I started by wraping the compilation of SeisSol in containerzied environment and then running the first example of tpv33
. (#1)
Then I worked on creating a workflow for SC18 Student Cluster Competition Challenge in a containerless environment. (#5)
Also added MPI support to spack action (#3), changed HPC proxy app to use MPI as well (#41) and then added functionality to generate executables in sweepj2. (#13)
I also added the functionality to inject pre
or post
workflows to popper project. (#712)
That was the phase I realised how important is documentation for the end user so I tried my level best to provide documentation for everything that I did. Also learnt communication and coordination when we faced an issue in seissol dataset.
In this phase we worked on NormalModes workflows.This included working on building the NormalModes
application with OpenBlas library (#6). Then I added the support for compilation with Intel's MKL library (#12).This wrapped up the containerized
workflow.
Similarly, we created another workflow for containerless
environment so that the workflow can be executed without dependency on docker or singularity.(#7)
Then I worked on another example workflow that popperized a visualization demo using SPPARKS (#49).

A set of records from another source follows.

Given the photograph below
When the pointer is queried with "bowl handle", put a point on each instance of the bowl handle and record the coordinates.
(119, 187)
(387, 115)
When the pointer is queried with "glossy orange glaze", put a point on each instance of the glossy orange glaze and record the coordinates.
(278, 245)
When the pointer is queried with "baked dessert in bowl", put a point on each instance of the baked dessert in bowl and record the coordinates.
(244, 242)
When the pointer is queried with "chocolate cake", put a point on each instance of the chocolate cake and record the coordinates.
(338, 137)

This needed visualization using ParaView web, therefore I have to create a dockerized application that can be used to visualize the .vtk
files generated from the workflow. So I worked on Docker-ParaViewWeb for that purpose.

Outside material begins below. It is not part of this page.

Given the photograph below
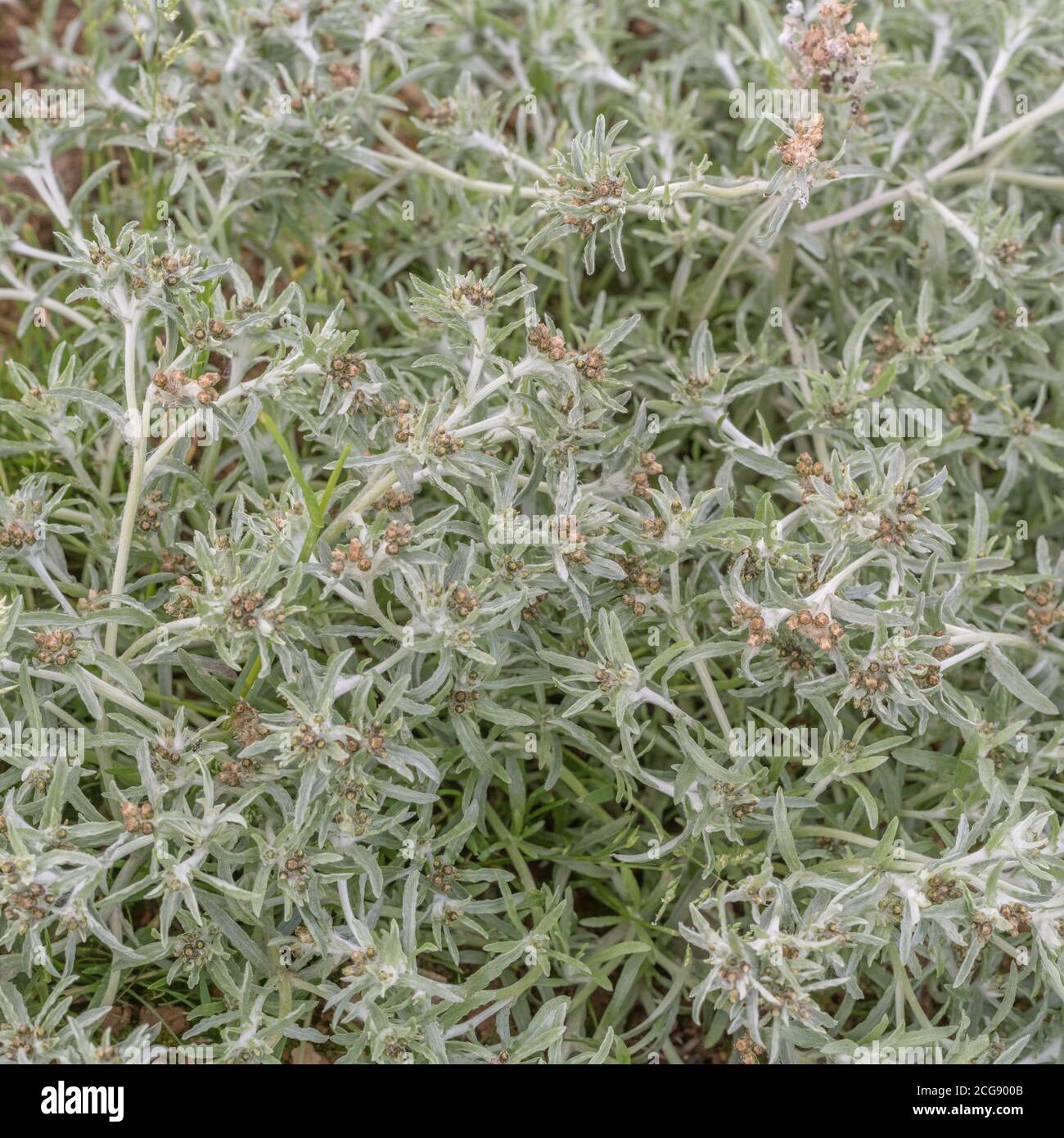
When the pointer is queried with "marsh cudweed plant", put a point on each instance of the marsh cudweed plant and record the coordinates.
(428, 446)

Meanwhile, we had a discussion with the creator of NormalModes application js1019
, and we decided to extend the workflow futher for Validation and Visualization. So I added the validate
action (#16). For visualization
it needed to run the Matlab scripts in PlanetaryModels repository, for that we used docker-octave and then visualized the .vtk
generated using Docker-ParaViewWeb.
This was all I could do in this short period of time, I want to thank my mentors because of which I was able to learn so much and had a great working experience.
Running a workflow from any of the above repository is rather simple, you just need to have a container runtime installed (Docker and Singularity are currently supported).
pip install popper
Once installed, you can execute any workflow using popper, for instance we take NormalModes workflow
git clone --recursive https://github.com/popperized/normalmodes-workflows
cd normalmodes-workflows/workflows/containerized
popper run